Depuis, Accor a eu le temps d’accumuler une large expérience sur le sujet. Un département a d’ailleurs été spécifiquement créé en 2002, afin de structurer et d’animer cette expérience. Aujourd’hui, le développement durable s’articule chez Accor autour de quelques idées fortes :

  • le développement durable ne se limite pas à l’environnement, mais comprend également tout les champs des engagements en faveur de l’homme (développement local, lutte contre les épidémies, protection des enfants face au tourisme sexuel).
  • un groupe tel que Accor gagne à capitaliser sur sa force de mobilisation. A travers son large réseau d’hôtels et d’activités dans le monde, Accor a en effet la capacité de rallier un nombre important de partenaires autour de projets communs.
  • enfin, la communication du développement durable doit se concentrer sur des actions concrètes, en restant rigoureuse et transparente sur les résultats atteints.

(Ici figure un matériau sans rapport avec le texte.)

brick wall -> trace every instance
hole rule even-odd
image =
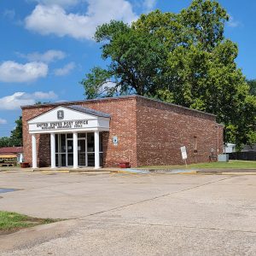
[[[213,115],[138,97],[137,124],[138,166],[183,164],[182,146],[186,146],[188,163],[208,161],[212,148],[217,154]],[[223,126],[218,127],[220,153]]]
[[[104,166],[116,166],[123,160],[129,160],[131,166],[182,164],[180,147],[184,145],[188,148],[189,163],[207,161],[212,147],[217,152],[215,116],[140,96],[125,96],[24,107],[26,161],[32,164],[27,120],[57,106],[74,104],[111,114],[110,131],[103,133]],[[113,144],[114,136],[118,137],[117,146]],[[218,136],[219,152],[222,152],[221,125]],[[194,152],[195,140],[196,153]],[[37,135],[37,147],[38,166],[49,166],[49,135]]]

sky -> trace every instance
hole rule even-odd
[[[20,105],[84,98],[79,82],[104,66],[92,38],[110,20],[131,23],[159,9],[179,12],[190,0],[1,0],[0,137],[9,136]],[[256,1],[219,0],[230,20],[225,37],[238,44],[238,67],[256,79]]]

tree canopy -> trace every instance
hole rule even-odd
[[[11,131],[10,137],[0,137],[0,148],[22,146],[22,117],[15,120],[16,126]]]
[[[237,44],[224,38],[228,20],[217,1],[194,0],[178,14],[100,26],[95,39],[108,65],[85,74],[85,96],[137,94],[206,111],[225,125],[226,142],[256,143],[255,95],[237,67]]]

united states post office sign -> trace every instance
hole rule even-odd
[[[86,128],[88,126],[88,120],[73,120],[73,121],[58,121],[48,123],[38,123],[34,125],[34,129],[38,131],[42,130],[63,130],[63,129],[78,129]]]

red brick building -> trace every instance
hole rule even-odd
[[[38,166],[206,162],[223,152],[212,114],[138,96],[22,107],[25,160]]]

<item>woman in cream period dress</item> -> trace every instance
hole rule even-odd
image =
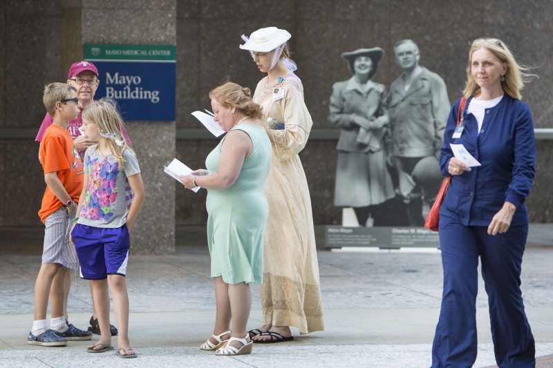
[[[323,331],[313,216],[306,175],[298,153],[305,147],[312,120],[303,101],[301,81],[289,59],[286,30],[275,27],[252,33],[241,45],[268,75],[257,84],[254,101],[265,119],[283,124],[265,130],[272,145],[265,193],[269,217],[265,232],[263,280],[260,286],[263,325],[252,330],[254,342],[292,340],[290,327],[301,334]]]

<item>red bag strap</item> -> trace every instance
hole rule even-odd
[[[467,106],[467,98],[465,97],[461,97],[461,101],[459,103],[459,108],[457,110],[457,124],[461,122],[461,119],[464,114],[462,113],[465,110],[465,106]]]

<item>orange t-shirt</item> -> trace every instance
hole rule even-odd
[[[39,152],[44,173],[55,171],[67,194],[73,200],[78,201],[82,191],[82,161],[69,132],[57,125],[50,125],[44,133]],[[39,211],[40,220],[44,222],[63,204],[46,186]]]

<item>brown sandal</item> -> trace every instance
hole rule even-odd
[[[100,326],[98,325],[98,319],[97,318],[93,319],[93,318],[94,318],[93,316],[91,317],[91,320],[90,320],[91,327],[88,327],[88,331],[92,332],[93,333],[95,333],[97,335],[101,335],[102,333],[100,333]],[[117,327],[115,327],[113,325],[110,325],[109,332],[111,333],[112,336],[115,336],[115,335],[118,334],[118,331],[117,330]]]

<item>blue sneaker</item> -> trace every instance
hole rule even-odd
[[[63,332],[59,332],[57,331],[55,331],[54,332],[55,332],[59,336],[65,338],[69,341],[73,341],[76,340],[92,340],[92,332],[79,329],[73,326],[73,324],[68,324],[67,329]]]
[[[67,339],[62,338],[53,329],[47,329],[37,336],[29,332],[27,343],[43,347],[64,347],[67,346]]]

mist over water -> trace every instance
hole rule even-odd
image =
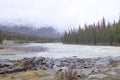
[[[26,52],[24,54],[0,55],[1,59],[22,59],[25,57],[78,57],[78,58],[97,58],[120,56],[119,46],[92,46],[74,45],[62,43],[29,43],[23,46],[42,46],[48,48],[45,52]]]

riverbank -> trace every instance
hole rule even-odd
[[[77,76],[81,80],[119,80],[120,79],[120,56],[118,57],[104,57],[104,58],[46,58],[46,57],[32,57],[21,60],[0,60],[0,78],[4,78],[6,74],[8,77],[11,74],[24,74],[29,71],[40,70],[50,74],[51,80],[57,80],[57,75],[66,69],[74,69],[77,71]],[[33,74],[31,74],[33,75]],[[40,75],[39,75],[40,76]],[[26,76],[28,77],[28,76]],[[46,78],[48,75],[46,76]],[[13,76],[14,78],[14,76]],[[23,77],[19,77],[23,78]],[[41,77],[39,77],[40,79]],[[39,80],[37,78],[37,80]],[[6,79],[4,79],[6,80]],[[9,79],[9,80],[17,80]],[[25,79],[22,79],[25,80]],[[32,79],[30,79],[32,80]],[[41,80],[41,79],[40,79]],[[43,79],[44,80],[44,79]],[[46,79],[45,79],[46,80]],[[49,80],[49,77],[48,79]]]

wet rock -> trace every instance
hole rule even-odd
[[[103,78],[106,78],[108,77],[107,75],[105,74],[93,74],[93,75],[90,75],[89,78],[92,78],[92,79],[103,79]]]
[[[0,68],[13,66],[14,63],[10,60],[0,60]]]

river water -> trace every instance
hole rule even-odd
[[[120,46],[93,46],[93,45],[75,45],[62,43],[29,43],[23,46],[42,46],[48,48],[44,52],[26,52],[17,53],[14,55],[0,55],[1,59],[21,59],[24,57],[79,57],[79,58],[93,58],[93,57],[107,57],[120,56]],[[12,52],[11,52],[12,53]]]

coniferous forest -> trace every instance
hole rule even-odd
[[[92,25],[79,26],[78,30],[65,32],[63,43],[69,44],[102,44],[119,45],[120,44],[120,19],[116,22],[106,23],[102,21]]]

Historique de l’engagement Accor

1994
Création d’une direction environnement du Groupe.

1998
Lancement de la charte environnement de l’hôtelier, qui recommande 15 actions à mener au niveau de chaque hôtel.

2001
Partenariat avec l’association ECPAT, qui lutte contre l’exploitation sexuelle de enfants dans le monde.

2002
Création de la direction développement durable du Groupe, traitant les sujets environnementaux et sociétaux.

2003
Adhésion au Pacte mondial de l’ONU.
Lancement de la charte achats durables.
Introduction d’une offre de café équitable dans les hôtels Sofitel en France.
            
2005

Mise à jour de la charte environnement de l’hôtelier, qui préconise désormais 65 actions.
Création de OPEN, un outil intranet qui permet à chaque hôtelier de faire remonter ses consommations d’eau et d’énergie, ainsi que les actions de la charte qu’il met en place.
           
2006

Lancement du programme "Earth Guest", qui structure les actions menées en matière de responsabilité sociétale et environnementale autour de huit priorités
Ouverture du Novotel Montparnasse à Paris, premier hôtel construit selon les standards HQE® en France.
Conclusion d’un partenariat avec la GBC, Coalition Mondiale des Entreprises contre le sida, la tuberculose et le paludisme.
            
2007
Première édition "d’Earth Guest day", la journée mondiale des collaborateurs Accor pour le développement durable.
Début du projet "100 hôtels solaires", qui vise à diffuser la technologie solaire thermique dans l’hôtellerie.
Lancement de "ACT-HIV", programme de prévention et de sensibilisation contre le VIH/SIDA.

2008

Début du projet "Plant for the Planet", qui vise à planter 3 millions d’arbres d’ici 2012 grâce aux économies générées par des écopratiques.